Closed Vomvas closed 3 years ago
In the following snippet,
c
is a constant known by all parties, not a secret-shared input, however it is treated like such when it comes to multiplication efficiency. My guess the compiler has no way to tell them apart and optimize the operation as if it was a known constant, so it's up to me to declare it as a clear-type value, is this the purpose of the design?
Indeed it is. The compiler will never replace types.
My understanding is that
@for_range_parallel(n_parallel, n_loops)
tries to parallelize the communication required for the multiplications in the loop, up to a givenn_parallel
. The compilation time increases noticeably as I increasen_parallel
, is this in order to allocate the increased required resources for preprocessed data?
No, this is about unrolling and optimizing. The compiler will create bytecode that is linear in n_parallel
.
In the following example I expect the multiplications to be executed using 1 round of communication, whether it's
n_mults=1000
orn_mults=5000
. During compilation, I seeProgram requires: 1000 integer triples 1 virtual machine rounds
but when I run the program, the output (please see below) shows multiple rounds of communication.
The number of virtual machine rounds is different to the number of communication rounds. The broadcasting rounds are one-off for setting up. The fact that both parties send and receive separately is the default star-shaped communication. You change with mascot-party.x -d
. Finally, when I run your example, I get only 1 round of sending/receiving. What version, compiler options, and run-time options did you use?
The verbose output shows more than double time required for 5k multiplications, and the communication times are also higher, even though the number of rounds is the same. Does this have to do with the amount of transferred data even though it's in the order of a few MBs?
I'd say yes, but I don't know for sure.
* Yao's GC and parallel communication: When runing the above snippet with Yao's GC I do not expect any gain in performance. One thing to note is that binary compilation for 5k multiplications explodes, unless I decrease `n_parallel` to something like `50`. In this case, the performance is consistently worse than when simply using `@for_range`. Is this expected?
Yes because multiplication in binary circuits is much more involved than in arithmetic circuits.
What version, compiler options, and run-time options did you use?
I am using the latest release, ./compile.py -F 64
, run-online.sh
with 5 parties and -lgp 256
for runtime.
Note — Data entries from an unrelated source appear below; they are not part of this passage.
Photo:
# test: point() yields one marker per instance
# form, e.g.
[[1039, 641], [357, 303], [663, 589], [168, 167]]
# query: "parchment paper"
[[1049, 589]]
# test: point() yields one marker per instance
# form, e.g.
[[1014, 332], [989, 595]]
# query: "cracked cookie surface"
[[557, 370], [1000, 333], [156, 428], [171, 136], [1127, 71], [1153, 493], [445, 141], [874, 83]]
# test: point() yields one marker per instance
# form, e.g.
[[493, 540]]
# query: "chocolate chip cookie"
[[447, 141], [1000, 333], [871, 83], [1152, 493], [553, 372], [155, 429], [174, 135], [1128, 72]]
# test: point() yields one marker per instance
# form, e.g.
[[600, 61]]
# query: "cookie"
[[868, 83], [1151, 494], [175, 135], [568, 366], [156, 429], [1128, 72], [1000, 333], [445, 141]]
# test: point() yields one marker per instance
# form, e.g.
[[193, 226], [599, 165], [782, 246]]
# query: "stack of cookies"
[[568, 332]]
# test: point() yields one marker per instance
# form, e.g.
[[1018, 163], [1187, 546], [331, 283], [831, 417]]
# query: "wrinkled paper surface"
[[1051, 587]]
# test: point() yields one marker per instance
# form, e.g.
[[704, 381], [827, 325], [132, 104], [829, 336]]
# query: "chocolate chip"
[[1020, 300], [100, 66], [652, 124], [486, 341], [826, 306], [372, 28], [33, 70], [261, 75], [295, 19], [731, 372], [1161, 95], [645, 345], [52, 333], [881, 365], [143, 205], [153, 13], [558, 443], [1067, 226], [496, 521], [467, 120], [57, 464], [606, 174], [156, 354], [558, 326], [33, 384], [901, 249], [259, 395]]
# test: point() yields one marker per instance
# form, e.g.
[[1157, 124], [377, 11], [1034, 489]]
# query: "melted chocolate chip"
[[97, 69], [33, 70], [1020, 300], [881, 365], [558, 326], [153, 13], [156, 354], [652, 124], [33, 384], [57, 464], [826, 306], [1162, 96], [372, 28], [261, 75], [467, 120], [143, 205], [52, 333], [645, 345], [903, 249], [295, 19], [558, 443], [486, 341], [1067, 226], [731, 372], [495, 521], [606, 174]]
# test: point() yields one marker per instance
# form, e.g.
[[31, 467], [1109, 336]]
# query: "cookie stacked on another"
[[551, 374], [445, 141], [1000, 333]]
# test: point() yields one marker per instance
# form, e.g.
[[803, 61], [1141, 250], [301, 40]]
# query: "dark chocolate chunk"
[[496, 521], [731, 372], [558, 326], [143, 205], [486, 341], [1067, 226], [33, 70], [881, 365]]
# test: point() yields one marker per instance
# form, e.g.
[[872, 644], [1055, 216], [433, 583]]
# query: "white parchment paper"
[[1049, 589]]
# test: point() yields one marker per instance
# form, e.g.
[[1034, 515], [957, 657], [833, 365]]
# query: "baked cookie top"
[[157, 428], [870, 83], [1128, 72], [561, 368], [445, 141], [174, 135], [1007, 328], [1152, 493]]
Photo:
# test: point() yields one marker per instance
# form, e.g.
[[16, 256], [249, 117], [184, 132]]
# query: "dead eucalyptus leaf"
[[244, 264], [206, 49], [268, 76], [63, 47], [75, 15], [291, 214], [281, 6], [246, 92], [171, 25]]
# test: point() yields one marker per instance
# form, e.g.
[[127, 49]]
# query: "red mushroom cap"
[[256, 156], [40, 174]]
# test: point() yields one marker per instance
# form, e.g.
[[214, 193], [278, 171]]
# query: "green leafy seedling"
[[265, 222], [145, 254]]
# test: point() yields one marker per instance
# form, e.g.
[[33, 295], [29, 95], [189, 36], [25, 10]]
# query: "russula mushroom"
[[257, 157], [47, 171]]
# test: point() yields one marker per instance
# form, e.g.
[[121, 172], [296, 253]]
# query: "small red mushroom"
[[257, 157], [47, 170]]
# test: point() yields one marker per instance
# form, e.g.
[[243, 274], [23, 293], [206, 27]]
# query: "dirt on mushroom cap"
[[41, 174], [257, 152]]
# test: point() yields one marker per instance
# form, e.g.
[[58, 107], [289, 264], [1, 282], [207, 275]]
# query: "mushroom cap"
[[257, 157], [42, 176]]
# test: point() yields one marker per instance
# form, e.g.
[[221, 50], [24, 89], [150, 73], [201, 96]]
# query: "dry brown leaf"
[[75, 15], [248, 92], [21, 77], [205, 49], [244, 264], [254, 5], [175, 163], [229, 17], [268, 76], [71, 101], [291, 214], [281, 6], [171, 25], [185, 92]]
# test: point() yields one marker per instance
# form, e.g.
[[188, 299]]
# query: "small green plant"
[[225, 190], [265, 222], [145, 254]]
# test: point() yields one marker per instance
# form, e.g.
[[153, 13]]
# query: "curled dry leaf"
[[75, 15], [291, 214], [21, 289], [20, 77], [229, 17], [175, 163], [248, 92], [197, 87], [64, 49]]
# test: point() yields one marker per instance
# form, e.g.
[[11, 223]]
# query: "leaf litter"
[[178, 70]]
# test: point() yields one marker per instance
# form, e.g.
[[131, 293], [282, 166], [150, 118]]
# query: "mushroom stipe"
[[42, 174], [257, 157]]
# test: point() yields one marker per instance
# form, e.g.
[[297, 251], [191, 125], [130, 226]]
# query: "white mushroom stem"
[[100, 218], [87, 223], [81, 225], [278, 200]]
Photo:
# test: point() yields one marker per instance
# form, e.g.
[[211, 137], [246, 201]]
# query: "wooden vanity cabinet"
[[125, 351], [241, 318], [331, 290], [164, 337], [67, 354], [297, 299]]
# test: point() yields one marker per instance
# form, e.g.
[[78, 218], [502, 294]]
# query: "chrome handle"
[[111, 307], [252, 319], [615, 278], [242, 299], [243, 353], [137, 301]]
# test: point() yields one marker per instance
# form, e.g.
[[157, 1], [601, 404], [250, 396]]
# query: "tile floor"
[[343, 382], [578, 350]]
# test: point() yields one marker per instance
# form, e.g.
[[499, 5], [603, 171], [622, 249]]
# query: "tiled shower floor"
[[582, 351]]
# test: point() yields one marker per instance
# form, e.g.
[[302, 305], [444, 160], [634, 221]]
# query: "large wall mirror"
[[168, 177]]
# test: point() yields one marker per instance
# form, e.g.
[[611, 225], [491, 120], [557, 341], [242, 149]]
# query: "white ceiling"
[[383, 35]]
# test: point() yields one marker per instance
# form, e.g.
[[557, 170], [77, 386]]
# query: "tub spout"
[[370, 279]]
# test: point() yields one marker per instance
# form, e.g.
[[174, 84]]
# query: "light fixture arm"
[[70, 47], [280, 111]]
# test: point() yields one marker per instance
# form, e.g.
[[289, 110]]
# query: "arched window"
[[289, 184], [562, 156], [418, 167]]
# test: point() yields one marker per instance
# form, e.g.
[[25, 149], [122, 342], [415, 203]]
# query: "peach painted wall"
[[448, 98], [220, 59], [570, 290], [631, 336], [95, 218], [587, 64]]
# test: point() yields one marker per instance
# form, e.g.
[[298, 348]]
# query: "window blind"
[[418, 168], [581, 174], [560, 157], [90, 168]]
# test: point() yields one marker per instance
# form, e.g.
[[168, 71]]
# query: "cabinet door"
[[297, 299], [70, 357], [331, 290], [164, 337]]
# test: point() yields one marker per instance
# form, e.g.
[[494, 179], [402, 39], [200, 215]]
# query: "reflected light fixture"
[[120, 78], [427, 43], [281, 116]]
When I switch to 2 parties, I send and receive in 1 round, but still broadcast in 7 rounds, which makes sense I suppose.
Indeed, the communication happens separately with every party, hence four times with five parties.
* Yao's GC and parallel communication: When runing the above snippet with Yao's GC I do not expect any gain in performance. One thing to note is that binary compilation for 5k multiplications explodes, unless I decrease `n_parallel` to something like `50`. In this case, the performance is consistently worse than when simply using `@for_range`. Is this expected?
Yes because multiplication in binary circuits is much more involved than in arithmetic circuits.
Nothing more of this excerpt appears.